If this physician were granted privileges to use mid- or high-forceps without a good foundation of experience or training in this modality, Kicklighter notes that the issue of corporate liability exposure could rear its ugly head. "On the other hand," she continues, "if the physician had not been granted such privileges and used the forceps without requesting an emergency consult from the chief of service, other liability exposures in addition to being reportable to the state board of medicine would be raised."
As part of the initial appointment process, a facility should conduct background checks on all physicians, especially those who are contracted. Kicklighter suggests that as part of the medical staff rules and regulations, processes should be included to address suspected substance abuse and disruptive behavior, including interventions. Staff also should be educated to report aberrant and unusual behavior exhibited by physicians and other staff members. She further notes that many facilities have "drug-free" workplace programs, which tend to focus on preventing work-related accidents.
"Rank-and-file employees are often hesitant to intervene or to report physicians who exhibit symptoms of substance abuse or unusual behavior," says Kicklighter. "Yet studies reflect that a significant percentage of health care staff, including physicians, are substance abusers. It is a serious problem that many facilities do not have programs to reinforce the process and to give employees comfort that they will be supported if they make such a report." She suggests that the risk management department become an integral component of this initiative as a loss prevention effort.
Every risk manager should be immediately involved in untoward events, especially ones with such devastating injuries as those found in this case. Kicklighter is alarmed by the fact that the hospital in this case did not immediately inform the parents of the extent of the baby's injuries, as disclosure of untoward outcomes is a standard from The Joint Commission. In many states, in fact, such disclosure now is a statutory requirement, Kicklighter adds. Not only is withholding the condition of the newborn problematic from an ethical and moral standpoint, but disclosure of untoward outcomes and the lending of support to the family often can mitigate or prevent the assertion of a claim. In cases like these, risk management should orchestrate the disclosure meeting with the family and the subsequent status meetings, including a review of the medical record. Kicklighter contends that to withhold information as to the event, to describe the infant's condition as "seizures," and to withhold the medical record from the family are all fodder for inflaming a jury and could be considered fraud in some situations.

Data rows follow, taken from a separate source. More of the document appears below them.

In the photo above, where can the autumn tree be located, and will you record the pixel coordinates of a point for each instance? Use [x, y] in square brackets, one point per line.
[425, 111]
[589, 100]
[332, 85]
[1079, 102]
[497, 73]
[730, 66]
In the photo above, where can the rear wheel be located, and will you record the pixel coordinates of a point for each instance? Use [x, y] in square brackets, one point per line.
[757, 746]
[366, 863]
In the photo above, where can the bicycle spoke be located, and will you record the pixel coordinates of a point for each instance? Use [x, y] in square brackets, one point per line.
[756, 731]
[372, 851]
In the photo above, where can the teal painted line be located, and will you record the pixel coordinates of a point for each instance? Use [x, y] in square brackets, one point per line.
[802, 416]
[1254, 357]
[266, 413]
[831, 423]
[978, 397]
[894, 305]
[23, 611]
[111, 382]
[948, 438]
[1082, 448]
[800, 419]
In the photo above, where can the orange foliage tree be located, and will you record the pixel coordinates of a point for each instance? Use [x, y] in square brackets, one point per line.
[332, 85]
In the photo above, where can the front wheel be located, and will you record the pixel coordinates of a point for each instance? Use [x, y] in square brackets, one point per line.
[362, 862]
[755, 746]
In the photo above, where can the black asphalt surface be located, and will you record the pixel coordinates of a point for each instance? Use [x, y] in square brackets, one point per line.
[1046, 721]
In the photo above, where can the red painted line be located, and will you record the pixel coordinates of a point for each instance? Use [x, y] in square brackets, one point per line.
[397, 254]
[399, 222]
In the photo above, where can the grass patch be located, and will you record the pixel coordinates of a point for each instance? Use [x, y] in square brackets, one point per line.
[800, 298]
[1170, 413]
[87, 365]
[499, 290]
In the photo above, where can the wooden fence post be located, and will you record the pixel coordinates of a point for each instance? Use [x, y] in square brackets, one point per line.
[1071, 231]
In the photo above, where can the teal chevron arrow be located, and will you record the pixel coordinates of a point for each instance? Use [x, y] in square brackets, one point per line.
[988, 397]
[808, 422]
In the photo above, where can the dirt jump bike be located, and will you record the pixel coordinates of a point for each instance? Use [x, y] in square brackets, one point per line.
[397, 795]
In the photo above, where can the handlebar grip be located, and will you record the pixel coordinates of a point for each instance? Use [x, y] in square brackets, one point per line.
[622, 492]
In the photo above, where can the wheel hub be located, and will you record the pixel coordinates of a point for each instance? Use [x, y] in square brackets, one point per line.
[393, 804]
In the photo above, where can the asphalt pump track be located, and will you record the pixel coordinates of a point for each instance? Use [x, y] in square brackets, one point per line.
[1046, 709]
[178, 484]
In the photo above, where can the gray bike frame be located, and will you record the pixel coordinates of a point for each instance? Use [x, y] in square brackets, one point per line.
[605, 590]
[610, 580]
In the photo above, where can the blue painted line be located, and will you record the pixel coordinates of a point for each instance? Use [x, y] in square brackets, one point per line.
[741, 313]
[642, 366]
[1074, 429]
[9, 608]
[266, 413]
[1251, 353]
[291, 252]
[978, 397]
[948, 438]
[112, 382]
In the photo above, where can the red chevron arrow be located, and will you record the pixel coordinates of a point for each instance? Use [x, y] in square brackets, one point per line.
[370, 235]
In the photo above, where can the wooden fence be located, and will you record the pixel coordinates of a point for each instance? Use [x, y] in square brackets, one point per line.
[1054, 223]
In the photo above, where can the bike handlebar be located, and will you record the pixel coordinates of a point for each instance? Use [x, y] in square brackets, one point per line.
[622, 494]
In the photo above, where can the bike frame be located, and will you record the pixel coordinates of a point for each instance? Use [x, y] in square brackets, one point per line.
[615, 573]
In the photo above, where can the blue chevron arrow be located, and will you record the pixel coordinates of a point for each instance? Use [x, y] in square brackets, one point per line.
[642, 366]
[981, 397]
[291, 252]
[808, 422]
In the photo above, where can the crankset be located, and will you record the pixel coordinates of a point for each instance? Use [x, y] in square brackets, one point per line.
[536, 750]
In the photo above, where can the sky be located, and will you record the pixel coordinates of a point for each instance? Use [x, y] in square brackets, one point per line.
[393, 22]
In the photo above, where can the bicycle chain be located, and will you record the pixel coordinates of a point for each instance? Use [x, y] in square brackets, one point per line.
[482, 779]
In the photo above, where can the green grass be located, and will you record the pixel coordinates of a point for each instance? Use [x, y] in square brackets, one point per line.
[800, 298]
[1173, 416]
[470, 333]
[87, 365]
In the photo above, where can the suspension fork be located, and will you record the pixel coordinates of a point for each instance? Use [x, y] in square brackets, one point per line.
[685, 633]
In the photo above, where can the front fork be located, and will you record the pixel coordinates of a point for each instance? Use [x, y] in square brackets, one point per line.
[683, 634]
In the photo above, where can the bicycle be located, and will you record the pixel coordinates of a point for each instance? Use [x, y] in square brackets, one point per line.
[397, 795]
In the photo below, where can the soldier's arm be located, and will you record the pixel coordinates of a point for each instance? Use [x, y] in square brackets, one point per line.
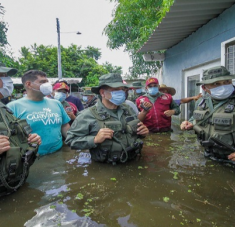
[64, 129]
[4, 144]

One final point raised by this case is the fact that this facility is a U.S. military hospital. "State-based governmental health care facilities may be entitled to sovereign immunity, which is a consideration that will affect every risk manager's mindset when faced with potential litigation." Nevertheless, Kicklighter stresses, the patient care issues detailed in this case should be of considerable concern to any risk manager considering that governmental health care facilities and providers are not exempt from complying with applicable standards of care.